La structure est standard, il s’agit de cinq modules de trois jours, sept heures par jour. Cela veut dire vingt et une heures par module. C’est un CAS. Les enseignants sont issus du milieu académique, en l’occurrence trois professeurs pour cette formation (Bruno Kocher de l’UNINE, Florent Girardin de l’EHL et Felicitas Morhart de l’UNIL), et des personnalités issues du milieu professionnel. C’est la combinaison de ces deux types de profils qui fait la force de nos programmes.

Quelles sont vos cartes à jouer par rapport à la concurrence ?

Nous en avons plusieurs. Tout d’abord, le SCLR basé à HEC Lausanne et fondé par Felicitas Morhart nous offre le réseau des experts académiques, et à ce degré élevé, nous sommes les seuls à le proposer, les autres sont souvent des universités de sciences appliquées ou des institutions privées. L’idée est de mettre en avant le SCLR, unique en son genre. Nous sommes persuadés que les bouleversements que le luxe vit aujourd’hui requièrent des formations adaptées et des expertises actualisées.

Ensuite, du côté du format, les CAS et les DAS sont des certifications récentes que les ressources humaines des sociétés valorisent beaucoup. Ces formats courts permettent d’acquérir rapidement des connaissances sans nécessiter un investissement financier et temporel trop lourd. C’est le format idéal pour se perfectionner tout en tenant compte des calendriers chargés.

Et enfin du côté de l’expérience pédagogique, les participants s’engageront dans une méthode d’apprentissage multisensorielle qui combine des techniques d’enseignement traditionnelles et innovantes. Ils doivent pouvoir expérimenter ce qu’ils auront pour mission d’appliquer.

Il y a des écoles privées qui ont essayé de s’implanter, mais cela a été un échec. Pour quelle raison selon vous ?

Il est difficile d’y répondre. La taille du marché est petite, c’est le principal défi des formations qui considèrent des besoins très spécifiques comme celle-ci. Nous nous donnons les moyens de réussir, en nous nourrissant des feed-back, et en adaptant l’offre le cas échéant. Nous travaillons également en étroite collaboration avec le secteur privé pour développer nos programmes qui répondent aux besoins concrets des entreprises. C’est l’élément majeur qui différencie la formation continue de la formation initiale. Ce programme par exemple est sponsorisé par Cartier qui espère pouvoir «upskiller» certains de leurs employés en les inscrivant au programme.

Combien de personnes au minimum doivent intégrer cette formation pour que vous puissiez tourner ?
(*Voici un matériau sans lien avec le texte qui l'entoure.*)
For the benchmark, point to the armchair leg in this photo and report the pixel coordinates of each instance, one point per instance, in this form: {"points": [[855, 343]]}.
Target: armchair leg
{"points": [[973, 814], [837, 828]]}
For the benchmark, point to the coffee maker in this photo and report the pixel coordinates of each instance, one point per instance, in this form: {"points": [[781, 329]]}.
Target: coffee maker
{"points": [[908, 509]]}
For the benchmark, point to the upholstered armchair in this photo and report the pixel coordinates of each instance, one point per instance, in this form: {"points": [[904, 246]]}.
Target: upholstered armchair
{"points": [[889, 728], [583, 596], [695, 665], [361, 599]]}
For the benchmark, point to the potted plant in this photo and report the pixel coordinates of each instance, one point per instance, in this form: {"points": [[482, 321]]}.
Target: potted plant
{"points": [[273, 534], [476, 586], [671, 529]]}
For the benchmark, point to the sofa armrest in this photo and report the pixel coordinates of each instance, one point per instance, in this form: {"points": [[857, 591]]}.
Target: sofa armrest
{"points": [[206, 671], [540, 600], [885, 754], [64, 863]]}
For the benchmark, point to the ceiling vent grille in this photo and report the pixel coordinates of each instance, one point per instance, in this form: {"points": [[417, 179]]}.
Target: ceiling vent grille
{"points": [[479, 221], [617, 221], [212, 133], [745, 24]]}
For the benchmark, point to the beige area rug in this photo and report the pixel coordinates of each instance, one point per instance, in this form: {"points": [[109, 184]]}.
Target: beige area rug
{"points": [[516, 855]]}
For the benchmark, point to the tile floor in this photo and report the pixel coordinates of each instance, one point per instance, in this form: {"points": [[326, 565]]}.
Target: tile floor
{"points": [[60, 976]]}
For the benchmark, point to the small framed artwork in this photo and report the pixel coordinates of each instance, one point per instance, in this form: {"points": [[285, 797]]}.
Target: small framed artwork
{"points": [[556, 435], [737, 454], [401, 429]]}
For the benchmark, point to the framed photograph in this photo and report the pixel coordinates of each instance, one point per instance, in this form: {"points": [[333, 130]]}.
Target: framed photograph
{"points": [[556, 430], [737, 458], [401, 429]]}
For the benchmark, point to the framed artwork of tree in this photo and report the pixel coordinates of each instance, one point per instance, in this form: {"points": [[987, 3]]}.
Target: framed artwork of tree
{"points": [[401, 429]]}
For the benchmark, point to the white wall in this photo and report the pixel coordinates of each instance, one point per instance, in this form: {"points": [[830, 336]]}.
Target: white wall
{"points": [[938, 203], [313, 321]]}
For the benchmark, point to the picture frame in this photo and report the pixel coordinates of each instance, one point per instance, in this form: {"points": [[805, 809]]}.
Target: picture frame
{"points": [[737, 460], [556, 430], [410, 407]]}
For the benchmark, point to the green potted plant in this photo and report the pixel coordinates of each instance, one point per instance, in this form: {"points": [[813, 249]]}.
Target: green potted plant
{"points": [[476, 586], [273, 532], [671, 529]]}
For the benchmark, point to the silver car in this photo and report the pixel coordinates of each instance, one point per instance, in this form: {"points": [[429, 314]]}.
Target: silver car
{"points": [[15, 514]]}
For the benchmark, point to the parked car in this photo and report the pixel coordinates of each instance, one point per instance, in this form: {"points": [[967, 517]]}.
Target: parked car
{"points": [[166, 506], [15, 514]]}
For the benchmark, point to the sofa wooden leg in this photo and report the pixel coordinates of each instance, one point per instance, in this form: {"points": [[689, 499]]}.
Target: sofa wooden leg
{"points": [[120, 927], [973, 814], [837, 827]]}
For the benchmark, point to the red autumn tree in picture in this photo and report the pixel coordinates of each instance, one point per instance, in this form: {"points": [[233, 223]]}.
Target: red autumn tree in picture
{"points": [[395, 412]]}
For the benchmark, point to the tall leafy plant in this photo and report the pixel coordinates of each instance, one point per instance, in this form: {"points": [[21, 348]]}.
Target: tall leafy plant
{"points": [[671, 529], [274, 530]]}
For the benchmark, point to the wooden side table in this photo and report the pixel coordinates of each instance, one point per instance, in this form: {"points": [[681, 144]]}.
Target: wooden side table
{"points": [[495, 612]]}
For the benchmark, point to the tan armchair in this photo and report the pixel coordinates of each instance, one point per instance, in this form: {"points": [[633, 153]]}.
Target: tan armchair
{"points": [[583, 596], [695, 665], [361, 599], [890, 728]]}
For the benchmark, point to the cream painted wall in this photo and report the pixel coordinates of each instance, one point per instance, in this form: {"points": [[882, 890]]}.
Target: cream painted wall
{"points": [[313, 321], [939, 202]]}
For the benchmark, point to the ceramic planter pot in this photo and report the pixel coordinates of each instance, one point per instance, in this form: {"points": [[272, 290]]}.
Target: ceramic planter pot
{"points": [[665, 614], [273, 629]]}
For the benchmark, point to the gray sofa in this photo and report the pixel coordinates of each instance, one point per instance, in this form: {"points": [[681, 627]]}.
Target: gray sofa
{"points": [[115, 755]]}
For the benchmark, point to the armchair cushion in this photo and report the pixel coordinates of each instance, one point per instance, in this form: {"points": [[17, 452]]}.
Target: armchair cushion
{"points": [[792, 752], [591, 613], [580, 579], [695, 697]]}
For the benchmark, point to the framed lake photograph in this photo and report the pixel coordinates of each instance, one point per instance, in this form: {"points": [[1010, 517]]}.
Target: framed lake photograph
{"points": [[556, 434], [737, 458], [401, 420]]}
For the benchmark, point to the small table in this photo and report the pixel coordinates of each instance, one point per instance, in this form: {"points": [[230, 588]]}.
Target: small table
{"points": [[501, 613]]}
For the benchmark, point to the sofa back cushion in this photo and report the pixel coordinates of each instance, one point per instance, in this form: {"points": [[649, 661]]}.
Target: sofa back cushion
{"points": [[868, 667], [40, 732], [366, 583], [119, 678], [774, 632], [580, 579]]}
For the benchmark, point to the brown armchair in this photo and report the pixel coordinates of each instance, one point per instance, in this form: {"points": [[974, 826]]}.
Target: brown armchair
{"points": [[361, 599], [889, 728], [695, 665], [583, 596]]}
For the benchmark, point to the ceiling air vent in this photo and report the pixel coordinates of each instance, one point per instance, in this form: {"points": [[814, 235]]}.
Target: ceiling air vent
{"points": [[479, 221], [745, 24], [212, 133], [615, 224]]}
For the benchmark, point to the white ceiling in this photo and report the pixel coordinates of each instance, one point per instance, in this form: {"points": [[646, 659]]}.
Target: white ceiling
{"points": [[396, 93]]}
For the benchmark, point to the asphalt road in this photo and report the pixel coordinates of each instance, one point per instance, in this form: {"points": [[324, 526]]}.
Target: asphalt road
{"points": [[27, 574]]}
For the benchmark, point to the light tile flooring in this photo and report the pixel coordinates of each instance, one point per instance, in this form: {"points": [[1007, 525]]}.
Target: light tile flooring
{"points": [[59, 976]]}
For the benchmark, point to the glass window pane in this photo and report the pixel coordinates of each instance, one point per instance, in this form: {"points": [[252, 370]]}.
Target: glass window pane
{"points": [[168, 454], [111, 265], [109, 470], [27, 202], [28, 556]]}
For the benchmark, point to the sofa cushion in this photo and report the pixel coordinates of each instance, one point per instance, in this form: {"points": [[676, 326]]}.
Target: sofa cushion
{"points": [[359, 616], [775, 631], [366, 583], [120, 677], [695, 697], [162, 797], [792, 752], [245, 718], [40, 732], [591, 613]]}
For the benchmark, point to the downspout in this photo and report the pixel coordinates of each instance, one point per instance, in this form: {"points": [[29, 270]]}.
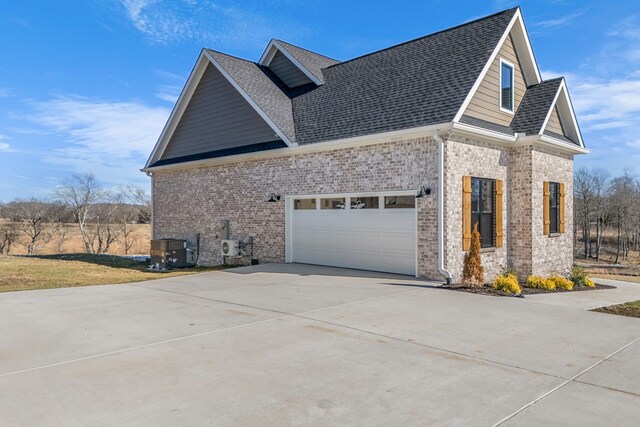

C’est une formation qui coûte 9500 francs (le CAS de ZHAW est à 9600 francs, ndlr). À partir de huit à neuf personnes inscrites, nous envisagerons un lancement. Nous serons alors très loin d’une rentabilité, qui serait atteinte à partir de seize élèves. Néanmoins et à terme, nous espérons que la formation aura lieu une fois par année, de mars à juillet.

L’État vous aide-t-il ?

L’Université de Lausanne nous met à disposition des locaux, le droit d’utiliser son logo et l’accès aux services centraux en contrepartie d’un prélèvement de 20% de nos revenus bruts. Nous sommes donc pour ainsi dire seuls maîtres de notre destin et nous payons généreusement les services qui nous sont offerts. En outre, et contrairement aux autres services, nous avons également une obligation de résultat, et le risque – 20 000 francs investis pour le lancement de ce programme – est couvert par nos propres fonds, sur la base des bénéfices précédents. En 2014, nous n’avions que quelques programmes, aujourd’hui nous en comptons pratiquement soixante grâce à notre croissance et à notre fonctionnement en mode start-up.

Si le programme en Luxury marketing ne fonctionne pas, nous essaierons de faire évoluer la formation, grâce à une approche itérative et agile pour déterminer le produit le plus adapté à offrir au marché. En somme, c’est une idée qui est là pour durer et nous souhaitons sincèrement pouvoir nous positionner sur ce segment de marché. Et il est vrai que l’aura suisse joue à plein; la formation swiss made est attrayante pour les étrangers. La Suisse possède une culture de la gestion de la richesse tout à fait particulière. C’est une rigueur apportée au luxe. C’est une approche discrète, secrète, mais à la fois mythique. Nous nous devons de l’enseigner et de l’exporter.